Ter hoogte van haar knieën zitten er gaten in haar strakke jeans. Ik kan haar
knieën zien.
In Gent stappen er veel reizigers af. Opeens is er plaats.
De Amerikanen blijven zitten, ze hebben dus Brugge als bestemming, het Lam Gods
zal hun zonden niet vergeven. Ik sta op en gebaar dat nummer vier op mijn
plaats mag komen zitten. Dat vinden ze tof, ze bedanken me. Er wordt nu een
fles wijn bovengehaald, chips, kaas, salami. Ze nuttigen alles door elkaar –
desalniettemin hebben ze alle vier nog de ideale lijn. De vierde, die er nu bij
is komen zitten, is de tweede boy. Het
wordt niet duidelijk of hij bij de Spaanse hoort. Hij is meer van het
studententype. Ietwat militaire coupe, acne in de nek. Ik zet even mijn
koptelefoon af. De student vertelt enthousiast over de Compostellaroute. Hij heeft
er een stuk van afgelegd. Je ontmoet er mensen bij de vleet, onderweg maar ook ’s
avonds in de hostels die je overal
langs de route aantreft. De drie anderen luisteren belangstellend. De wijn
drinken ze uit kartonnen bekers van een Starbucks. Het is Spaanse wijn.

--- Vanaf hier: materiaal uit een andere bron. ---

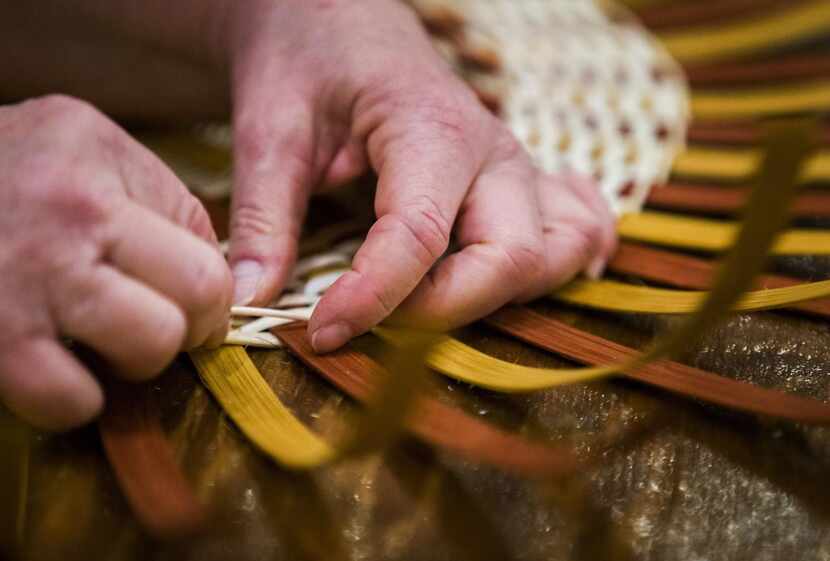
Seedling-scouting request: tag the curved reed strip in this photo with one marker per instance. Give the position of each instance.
(788, 144)
(666, 15)
(736, 132)
(621, 297)
(144, 463)
(561, 338)
(432, 421)
(750, 73)
(242, 392)
(802, 97)
(741, 164)
(684, 271)
(728, 200)
(712, 235)
(797, 22)
(238, 386)
(15, 441)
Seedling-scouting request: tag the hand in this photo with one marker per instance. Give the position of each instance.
(99, 242)
(324, 89)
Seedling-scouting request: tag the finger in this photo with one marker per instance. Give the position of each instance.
(41, 382)
(275, 167)
(349, 164)
(184, 268)
(425, 170)
(131, 325)
(588, 192)
(502, 255)
(577, 236)
(151, 184)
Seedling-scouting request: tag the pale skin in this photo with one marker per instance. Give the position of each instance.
(101, 243)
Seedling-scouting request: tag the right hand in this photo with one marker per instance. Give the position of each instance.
(100, 243)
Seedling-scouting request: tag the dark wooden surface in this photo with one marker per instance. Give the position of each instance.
(685, 481)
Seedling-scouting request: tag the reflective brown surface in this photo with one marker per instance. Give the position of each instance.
(686, 481)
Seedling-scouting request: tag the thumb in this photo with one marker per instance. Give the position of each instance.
(274, 169)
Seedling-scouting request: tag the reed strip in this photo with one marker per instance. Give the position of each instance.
(432, 421)
(684, 271)
(563, 339)
(728, 200)
(144, 463)
(798, 22)
(716, 236)
(621, 297)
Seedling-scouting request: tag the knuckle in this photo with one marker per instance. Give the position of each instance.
(426, 224)
(258, 141)
(170, 330)
(194, 216)
(250, 220)
(71, 111)
(212, 283)
(76, 206)
(524, 258)
(444, 115)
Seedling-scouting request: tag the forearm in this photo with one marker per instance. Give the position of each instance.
(149, 60)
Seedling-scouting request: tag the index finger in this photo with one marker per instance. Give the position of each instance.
(424, 173)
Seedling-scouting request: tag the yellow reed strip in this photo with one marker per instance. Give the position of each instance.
(728, 40)
(761, 102)
(741, 164)
(621, 297)
(245, 396)
(238, 386)
(713, 235)
(790, 144)
(464, 363)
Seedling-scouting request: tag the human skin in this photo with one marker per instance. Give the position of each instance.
(319, 92)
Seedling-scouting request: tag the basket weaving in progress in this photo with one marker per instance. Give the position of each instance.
(677, 408)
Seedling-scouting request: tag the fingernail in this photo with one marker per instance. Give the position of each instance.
(595, 269)
(246, 275)
(331, 337)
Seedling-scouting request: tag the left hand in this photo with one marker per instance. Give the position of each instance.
(324, 89)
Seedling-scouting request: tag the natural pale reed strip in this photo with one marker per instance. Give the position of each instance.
(245, 396)
(713, 235)
(250, 311)
(761, 101)
(558, 337)
(741, 164)
(262, 324)
(621, 297)
(256, 339)
(802, 21)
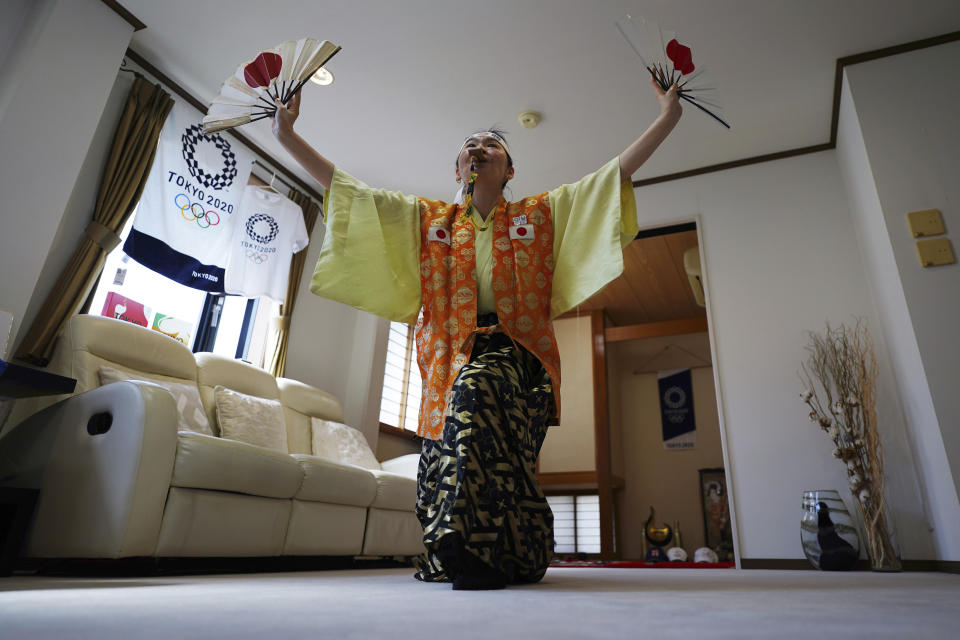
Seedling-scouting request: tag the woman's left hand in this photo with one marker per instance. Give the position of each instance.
(669, 100)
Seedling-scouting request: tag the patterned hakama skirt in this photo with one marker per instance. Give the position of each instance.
(477, 489)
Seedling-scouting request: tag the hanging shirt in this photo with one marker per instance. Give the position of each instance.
(268, 230)
(184, 221)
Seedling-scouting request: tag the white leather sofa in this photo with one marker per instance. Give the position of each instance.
(118, 478)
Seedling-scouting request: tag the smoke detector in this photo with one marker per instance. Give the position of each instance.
(529, 119)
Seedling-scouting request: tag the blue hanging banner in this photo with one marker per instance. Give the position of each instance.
(676, 409)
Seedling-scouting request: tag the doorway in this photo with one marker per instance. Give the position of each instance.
(648, 322)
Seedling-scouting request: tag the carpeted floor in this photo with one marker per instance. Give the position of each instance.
(569, 603)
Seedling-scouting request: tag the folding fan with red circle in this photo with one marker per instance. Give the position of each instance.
(668, 63)
(277, 73)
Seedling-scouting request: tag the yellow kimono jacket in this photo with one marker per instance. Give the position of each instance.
(371, 252)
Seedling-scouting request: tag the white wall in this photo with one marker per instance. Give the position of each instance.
(899, 152)
(66, 62)
(780, 258)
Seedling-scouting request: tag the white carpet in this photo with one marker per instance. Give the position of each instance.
(569, 603)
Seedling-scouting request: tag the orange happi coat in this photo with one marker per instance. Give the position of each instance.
(522, 284)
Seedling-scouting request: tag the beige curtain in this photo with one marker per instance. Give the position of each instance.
(276, 360)
(131, 156)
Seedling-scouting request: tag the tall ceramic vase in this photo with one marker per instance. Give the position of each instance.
(828, 532)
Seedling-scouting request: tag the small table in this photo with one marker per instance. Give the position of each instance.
(18, 381)
(16, 504)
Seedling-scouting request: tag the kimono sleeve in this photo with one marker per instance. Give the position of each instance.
(369, 258)
(593, 219)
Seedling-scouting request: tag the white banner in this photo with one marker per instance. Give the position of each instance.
(186, 215)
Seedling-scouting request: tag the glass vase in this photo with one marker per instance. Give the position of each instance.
(828, 531)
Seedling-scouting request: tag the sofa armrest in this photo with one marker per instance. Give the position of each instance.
(102, 461)
(404, 465)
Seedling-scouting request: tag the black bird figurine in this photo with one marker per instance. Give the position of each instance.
(836, 554)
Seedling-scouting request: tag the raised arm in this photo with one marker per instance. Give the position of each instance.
(643, 147)
(315, 164)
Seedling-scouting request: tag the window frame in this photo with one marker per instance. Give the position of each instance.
(410, 361)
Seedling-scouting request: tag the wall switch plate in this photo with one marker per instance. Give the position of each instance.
(935, 252)
(925, 223)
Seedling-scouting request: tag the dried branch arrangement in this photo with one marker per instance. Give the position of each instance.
(840, 375)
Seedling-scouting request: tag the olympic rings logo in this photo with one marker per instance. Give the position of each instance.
(195, 214)
(256, 257)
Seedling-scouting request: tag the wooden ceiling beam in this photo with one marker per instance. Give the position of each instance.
(655, 329)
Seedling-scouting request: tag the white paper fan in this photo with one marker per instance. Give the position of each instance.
(276, 73)
(668, 61)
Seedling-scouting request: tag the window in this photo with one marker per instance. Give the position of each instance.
(400, 400)
(576, 523)
(232, 326)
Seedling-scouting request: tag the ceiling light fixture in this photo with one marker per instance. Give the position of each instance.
(529, 119)
(322, 77)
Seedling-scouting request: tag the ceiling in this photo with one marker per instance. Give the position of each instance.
(414, 77)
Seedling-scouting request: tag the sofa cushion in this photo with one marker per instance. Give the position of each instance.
(185, 394)
(336, 441)
(395, 491)
(208, 462)
(214, 370)
(93, 341)
(301, 402)
(408, 465)
(309, 400)
(330, 481)
(250, 419)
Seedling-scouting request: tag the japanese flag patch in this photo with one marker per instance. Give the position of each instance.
(438, 234)
(521, 232)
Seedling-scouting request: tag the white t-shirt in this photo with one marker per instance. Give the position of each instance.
(268, 230)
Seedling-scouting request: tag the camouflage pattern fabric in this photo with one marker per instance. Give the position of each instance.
(479, 480)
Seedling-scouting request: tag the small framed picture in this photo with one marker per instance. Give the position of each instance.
(716, 510)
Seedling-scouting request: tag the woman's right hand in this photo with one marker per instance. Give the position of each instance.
(285, 117)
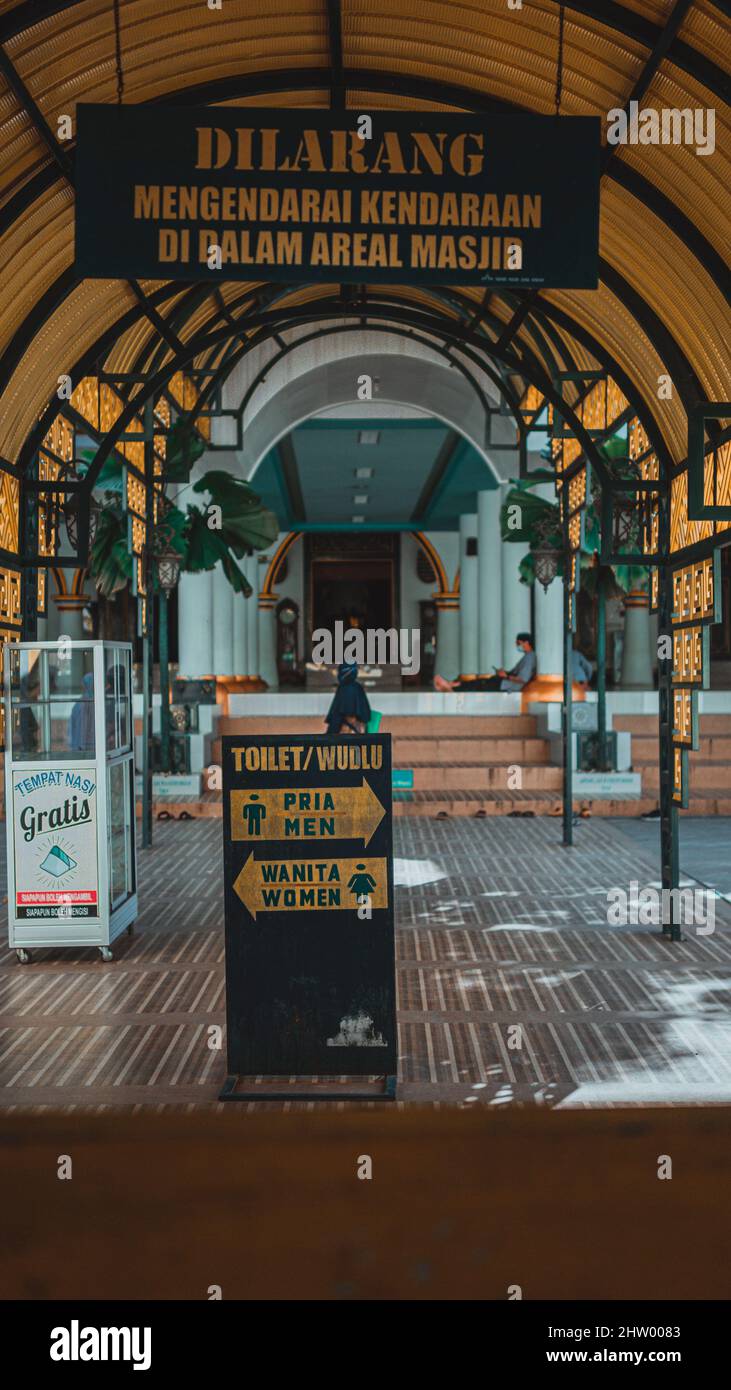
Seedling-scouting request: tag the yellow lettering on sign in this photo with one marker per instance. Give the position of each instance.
(320, 884)
(306, 813)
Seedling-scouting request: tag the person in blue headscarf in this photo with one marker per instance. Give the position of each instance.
(349, 712)
(81, 726)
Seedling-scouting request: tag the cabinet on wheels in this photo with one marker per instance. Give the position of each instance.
(70, 794)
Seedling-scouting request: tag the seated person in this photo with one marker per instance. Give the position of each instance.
(513, 680)
(581, 669)
(349, 712)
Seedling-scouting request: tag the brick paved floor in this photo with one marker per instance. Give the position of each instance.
(496, 925)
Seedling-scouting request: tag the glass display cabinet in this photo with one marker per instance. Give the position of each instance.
(70, 794)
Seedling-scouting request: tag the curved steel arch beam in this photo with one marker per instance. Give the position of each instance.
(505, 389)
(299, 342)
(463, 97)
(313, 313)
(616, 17)
(456, 95)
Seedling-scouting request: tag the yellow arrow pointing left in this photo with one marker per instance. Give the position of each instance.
(310, 884)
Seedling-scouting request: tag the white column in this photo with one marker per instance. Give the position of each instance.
(516, 595)
(267, 645)
(195, 624)
(223, 623)
(637, 653)
(549, 628)
(250, 569)
(448, 641)
(469, 599)
(549, 613)
(239, 617)
(489, 581)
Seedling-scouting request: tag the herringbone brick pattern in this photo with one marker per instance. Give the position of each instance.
(496, 926)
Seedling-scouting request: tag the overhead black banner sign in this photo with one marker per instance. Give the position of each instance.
(309, 906)
(300, 195)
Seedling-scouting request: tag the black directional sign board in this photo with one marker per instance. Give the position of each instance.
(309, 906)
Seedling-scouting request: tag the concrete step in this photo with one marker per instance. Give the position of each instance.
(712, 748)
(492, 802)
(413, 752)
(646, 724)
(462, 752)
(494, 779)
(703, 777)
(405, 726)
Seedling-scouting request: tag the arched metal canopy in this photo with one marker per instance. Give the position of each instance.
(662, 306)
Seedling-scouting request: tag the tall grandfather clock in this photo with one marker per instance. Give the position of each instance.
(288, 663)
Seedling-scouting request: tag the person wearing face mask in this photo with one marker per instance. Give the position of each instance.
(512, 680)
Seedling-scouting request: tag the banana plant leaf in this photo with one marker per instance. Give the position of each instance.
(246, 524)
(110, 560)
(207, 546)
(182, 451)
(532, 509)
(110, 477)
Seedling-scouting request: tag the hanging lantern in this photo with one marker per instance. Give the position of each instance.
(167, 559)
(546, 558)
(167, 563)
(546, 566)
(72, 510)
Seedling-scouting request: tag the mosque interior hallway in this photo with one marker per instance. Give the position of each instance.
(502, 937)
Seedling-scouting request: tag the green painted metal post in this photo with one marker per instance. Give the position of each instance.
(567, 710)
(164, 681)
(148, 651)
(601, 669)
(669, 811)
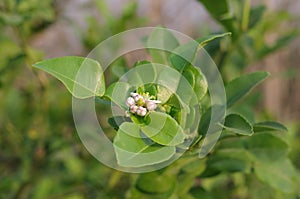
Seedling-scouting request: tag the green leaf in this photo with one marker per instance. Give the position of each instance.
(134, 150)
(163, 129)
(269, 126)
(280, 175)
(89, 83)
(185, 55)
(161, 38)
(239, 87)
(236, 160)
(236, 123)
(118, 92)
(155, 182)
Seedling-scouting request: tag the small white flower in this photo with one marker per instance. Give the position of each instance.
(127, 114)
(137, 98)
(141, 111)
(130, 101)
(133, 109)
(151, 105)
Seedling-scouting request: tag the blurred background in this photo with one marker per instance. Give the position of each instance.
(41, 155)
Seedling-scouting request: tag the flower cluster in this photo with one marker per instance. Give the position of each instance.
(141, 105)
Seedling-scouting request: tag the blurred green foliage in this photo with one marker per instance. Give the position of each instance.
(42, 157)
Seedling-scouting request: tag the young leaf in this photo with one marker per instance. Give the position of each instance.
(222, 13)
(269, 126)
(237, 160)
(242, 85)
(90, 81)
(236, 123)
(133, 151)
(163, 129)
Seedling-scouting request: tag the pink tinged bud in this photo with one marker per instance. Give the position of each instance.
(141, 111)
(127, 114)
(130, 101)
(151, 106)
(133, 94)
(133, 109)
(140, 101)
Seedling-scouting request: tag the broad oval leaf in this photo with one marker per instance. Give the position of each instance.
(155, 182)
(236, 123)
(163, 129)
(239, 87)
(90, 81)
(134, 151)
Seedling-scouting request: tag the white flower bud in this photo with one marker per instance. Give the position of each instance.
(127, 114)
(141, 111)
(130, 101)
(133, 109)
(151, 105)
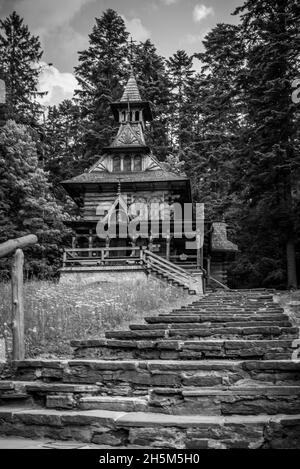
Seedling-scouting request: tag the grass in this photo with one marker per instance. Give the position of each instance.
(56, 314)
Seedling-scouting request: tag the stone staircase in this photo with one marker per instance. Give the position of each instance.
(220, 373)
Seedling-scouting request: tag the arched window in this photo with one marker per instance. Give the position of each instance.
(2, 92)
(138, 163)
(117, 164)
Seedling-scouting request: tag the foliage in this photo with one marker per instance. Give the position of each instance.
(56, 314)
(26, 203)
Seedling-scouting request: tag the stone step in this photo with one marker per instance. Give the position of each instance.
(226, 332)
(135, 377)
(116, 403)
(153, 430)
(234, 400)
(151, 327)
(184, 349)
(179, 318)
(52, 395)
(227, 310)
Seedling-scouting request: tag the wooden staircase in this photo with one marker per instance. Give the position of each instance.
(222, 372)
(173, 274)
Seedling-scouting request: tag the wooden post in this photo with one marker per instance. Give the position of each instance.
(17, 305)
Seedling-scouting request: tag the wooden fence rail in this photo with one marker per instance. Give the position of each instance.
(14, 247)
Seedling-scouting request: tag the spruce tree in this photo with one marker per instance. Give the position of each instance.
(101, 72)
(180, 70)
(270, 154)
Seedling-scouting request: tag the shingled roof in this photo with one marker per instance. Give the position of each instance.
(131, 91)
(105, 177)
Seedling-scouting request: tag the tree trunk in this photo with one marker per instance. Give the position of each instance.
(291, 263)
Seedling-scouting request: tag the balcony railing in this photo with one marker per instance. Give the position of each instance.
(104, 256)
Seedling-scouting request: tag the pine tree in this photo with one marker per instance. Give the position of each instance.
(213, 110)
(62, 143)
(180, 70)
(271, 148)
(101, 70)
(20, 53)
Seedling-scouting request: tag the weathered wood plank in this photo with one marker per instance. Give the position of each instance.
(12, 245)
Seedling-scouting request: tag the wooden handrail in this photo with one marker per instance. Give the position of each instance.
(9, 247)
(14, 247)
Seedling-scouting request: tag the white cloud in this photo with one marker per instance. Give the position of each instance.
(136, 28)
(192, 39)
(201, 12)
(44, 16)
(59, 85)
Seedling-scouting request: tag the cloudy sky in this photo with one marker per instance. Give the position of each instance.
(64, 25)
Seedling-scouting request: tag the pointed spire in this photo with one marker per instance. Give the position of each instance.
(131, 91)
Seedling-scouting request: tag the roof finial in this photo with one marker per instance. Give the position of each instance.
(131, 43)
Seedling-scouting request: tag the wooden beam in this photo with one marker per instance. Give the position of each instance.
(9, 247)
(17, 305)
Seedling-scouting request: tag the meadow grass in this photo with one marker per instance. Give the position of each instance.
(56, 314)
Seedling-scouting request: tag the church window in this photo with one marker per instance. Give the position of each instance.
(127, 164)
(138, 163)
(117, 164)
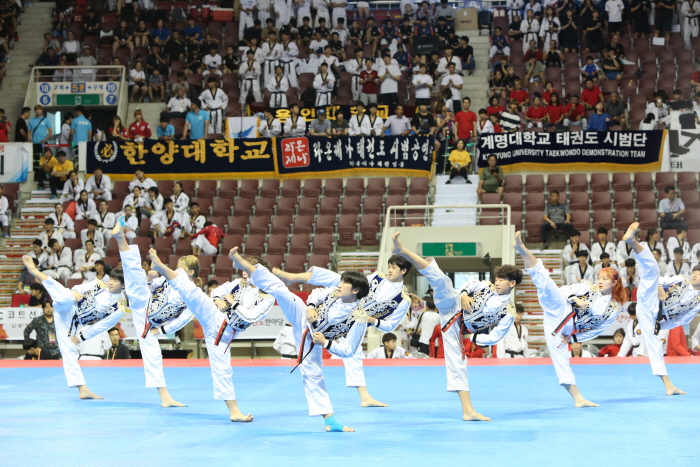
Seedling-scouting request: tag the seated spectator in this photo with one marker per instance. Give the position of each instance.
(574, 113)
(557, 217)
(118, 351)
(510, 119)
(460, 161)
(491, 178)
(612, 350)
(389, 349)
(599, 120)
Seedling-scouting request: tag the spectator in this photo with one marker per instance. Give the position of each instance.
(118, 351)
(599, 120)
(613, 349)
(603, 246)
(63, 221)
(490, 178)
(165, 131)
(295, 125)
(510, 119)
(460, 160)
(616, 109)
(557, 217)
(574, 113)
(137, 82)
(139, 129)
(671, 210)
(60, 263)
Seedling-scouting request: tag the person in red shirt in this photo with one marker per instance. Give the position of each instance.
(465, 120)
(139, 130)
(206, 241)
(613, 349)
(555, 112)
(519, 94)
(574, 114)
(537, 114)
(591, 95)
(494, 106)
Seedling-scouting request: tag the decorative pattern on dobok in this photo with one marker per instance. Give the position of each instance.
(342, 328)
(377, 309)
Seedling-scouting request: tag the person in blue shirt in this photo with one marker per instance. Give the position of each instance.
(80, 127)
(40, 128)
(165, 131)
(197, 121)
(599, 121)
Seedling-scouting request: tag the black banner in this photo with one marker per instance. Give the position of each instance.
(546, 151)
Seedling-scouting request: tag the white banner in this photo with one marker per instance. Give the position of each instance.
(684, 150)
(15, 159)
(242, 127)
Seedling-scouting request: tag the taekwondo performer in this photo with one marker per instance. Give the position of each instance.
(333, 319)
(480, 307)
(220, 327)
(386, 305)
(163, 306)
(573, 313)
(81, 313)
(661, 304)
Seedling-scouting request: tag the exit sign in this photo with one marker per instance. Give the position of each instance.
(451, 249)
(72, 100)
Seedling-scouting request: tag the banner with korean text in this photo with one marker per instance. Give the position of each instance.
(611, 151)
(256, 158)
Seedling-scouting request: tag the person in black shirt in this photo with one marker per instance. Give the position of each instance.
(118, 350)
(21, 129)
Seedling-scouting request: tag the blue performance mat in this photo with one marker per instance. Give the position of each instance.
(43, 423)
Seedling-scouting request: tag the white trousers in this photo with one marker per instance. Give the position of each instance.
(294, 310)
(63, 302)
(207, 248)
(137, 290)
(648, 309)
(246, 86)
(555, 307)
(209, 316)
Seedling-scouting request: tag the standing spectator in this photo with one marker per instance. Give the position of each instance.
(139, 129)
(491, 178)
(671, 210)
(556, 217)
(118, 351)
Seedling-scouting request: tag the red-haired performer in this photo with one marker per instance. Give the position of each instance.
(661, 304)
(574, 313)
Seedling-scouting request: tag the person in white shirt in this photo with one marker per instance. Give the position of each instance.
(389, 349)
(63, 222)
(250, 72)
(359, 123)
(324, 82)
(603, 246)
(514, 344)
(284, 344)
(423, 84)
(270, 126)
(72, 187)
(278, 85)
(295, 125)
(181, 201)
(99, 186)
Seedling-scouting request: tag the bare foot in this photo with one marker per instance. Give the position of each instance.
(372, 403)
(585, 403)
(475, 417)
(629, 236)
(674, 391)
(85, 393)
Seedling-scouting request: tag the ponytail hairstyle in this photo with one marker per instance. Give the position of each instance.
(192, 263)
(619, 293)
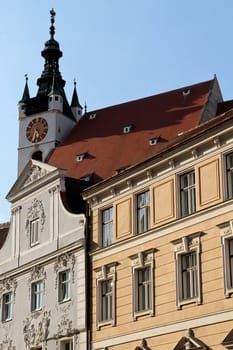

In Brugge stappen we allemaal uit. Ik spreek de Amerikanen
aan. Ze blijven drie, misschien wel vier dagen in Brugge. Ze vragen me tips. Ik
bezweer hen de Vlaamse primitieven te gaan bekijken. Dat waren ze van plan, wat
me voor hen inneemt. Ik raad hen ook nog aan hun verkenning van de stad te
beginnen met een wandeling eromheen, op de Vesten. Ze zullen eraan denken. Ze
overnachten in een B&B in het centrum. De blondine voegt er – volstrekt onnodig
– aan toe dat ze, twee per twee, in twee kamers slapen.
Ik wens de vier een aangenaam verblijf en ga mijns weegs. Hoe
moet het zijn om voor het eerst in Brugge aan te komen, die stad met nieuwe
ogen te zien, samen met vrienden, zonder zorgen, vergulde jeugd?